Yes, I can help in submitting the PR once we get mutual understanding on how it should behave.

rohitgr7 commented 7 months ago

@mariosasko, @lhoestq, @albertvillanova hey guys! can anyone help? or can you guys suggest who can help with this?

lhoestq commented 7 months ago

Hi !

  1. When the dataset is running of of examples, the last batches received by the GPU can be incomplete or empty/missing. We haven't implemented yet a way to ignore the last batch. It might require the datasets to provide the number of examples per shard though, so that we can know when to stop.
  2. Samplers are not compatible with IterableDatasets in pytorch
  3. if dataset.n_shards % world_size != 0 then all the nodes will read/stream the full dataset in order (possibly reading/streaming the same data multiple times), BUT will only yield one example out of world_size so that each example goes to one exactly one GPU.
  4. no, sharding should be down up-front and can take some time depending on the dataset size and format
rohitgr7 commented 7 months ago

if dataset.n_shards % world_size != 0 then all the nodes will read/stream the full dataset in order (possibly reading/streaming the same data multiple times), BUT will only yield one example out of world_size so that each example goes to one exactly one GPU.

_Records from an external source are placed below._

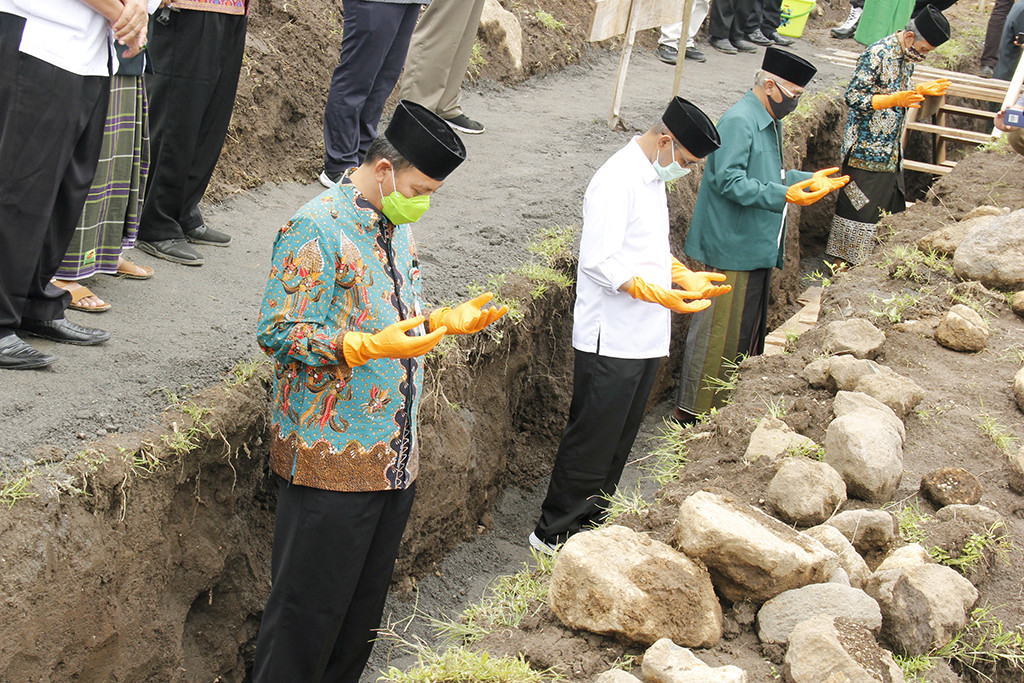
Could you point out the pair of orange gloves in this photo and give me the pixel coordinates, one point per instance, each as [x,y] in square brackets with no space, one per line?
[392,342]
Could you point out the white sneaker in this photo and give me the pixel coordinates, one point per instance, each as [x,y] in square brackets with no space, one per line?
[542,546]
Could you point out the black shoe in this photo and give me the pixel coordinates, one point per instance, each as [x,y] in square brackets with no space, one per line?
[175,251]
[64,331]
[744,46]
[16,354]
[723,45]
[695,54]
[204,235]
[329,180]
[779,39]
[464,124]
[758,38]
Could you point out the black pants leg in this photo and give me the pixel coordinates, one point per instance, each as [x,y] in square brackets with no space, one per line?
[332,562]
[196,58]
[374,44]
[608,400]
[51,130]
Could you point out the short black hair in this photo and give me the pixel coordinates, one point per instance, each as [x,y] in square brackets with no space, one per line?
[381,147]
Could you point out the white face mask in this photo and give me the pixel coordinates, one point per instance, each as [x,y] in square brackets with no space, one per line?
[673,171]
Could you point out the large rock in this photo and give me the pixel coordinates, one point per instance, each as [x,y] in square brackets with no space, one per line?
[772,438]
[1019,388]
[945,240]
[616,582]
[867,454]
[993,253]
[923,605]
[779,615]
[963,330]
[751,555]
[950,485]
[868,530]
[856,337]
[667,663]
[849,559]
[823,648]
[805,492]
[501,29]
[848,401]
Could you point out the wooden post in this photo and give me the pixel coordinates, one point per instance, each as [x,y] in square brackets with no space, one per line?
[681,48]
[624,62]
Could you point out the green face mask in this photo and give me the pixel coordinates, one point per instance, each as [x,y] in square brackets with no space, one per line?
[400,209]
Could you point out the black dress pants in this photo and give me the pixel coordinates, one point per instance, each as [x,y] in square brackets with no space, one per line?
[51,130]
[331,567]
[196,57]
[608,400]
[731,18]
[374,43]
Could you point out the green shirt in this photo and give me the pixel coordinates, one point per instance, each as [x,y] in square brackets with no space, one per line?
[737,220]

considering there's just 1 shard and 2 worker nodes, do you mean each worker node will load the whole dataset but still receive half of that shard while streaming?

lhoestq commented 7 months ago

Yes both nodes will stream from the 1 shard, but each node will skip half of the examples. This way in total each example is seen once and exactly once during you distributed training.

Though it terms of I/O, the dataset is effectively read/streamed twice.

rohitgr7 commented 7 months ago

what if the number of samples in that shard % num_nodes != 0? it will break/get stuck? or is the data repeated in that case for gradient sync?

lhoestq commented 7 months ago

In the case one at least one of the noes will get an empty/incomplete batch. The data is not repeated in that case. If the training loop doesn't take this into account it can lead to unexpected behaviors indeed.

In the future we'd like to add a feature that would allow the nodes to ignore the last batch, this way all the nodes would only have full batches.

kkkjyu commented 6 months ago

In the case one at least one of the noes will get an empty/incomplete batch. The data is not repeated in that case. If the training loop doesn't take this into account it can lead to unexpected behaviors indeed.

In the future we'd like to add a feature that would allow the nodes to ignore the last batch, this way all the nodes would only have full batches.

Is there any method to modify one dataset's n_shard? modify the number of files is ok? one file == one shard?

lhoestq commented 6 months ago

modify the number of files is ok? one file == one shard?

Yep, one file == one shard :)

alex-hh commented 8 hours ago

Hi @lhoestq, do you have any advice on how to implement a fix for the case dataset.n_shards % world_size != 0 while such a fix is not supported in the library?

It seems essential for performing validation in a ddp setting

Simply limiting the number of files is a bit brittle as it relies on world size being consistent to ensure different runs see the same data

How should a user either ignore the last batch or handle the empty batch?

Is the issue of overhanging batches also relevant for map-style datasets?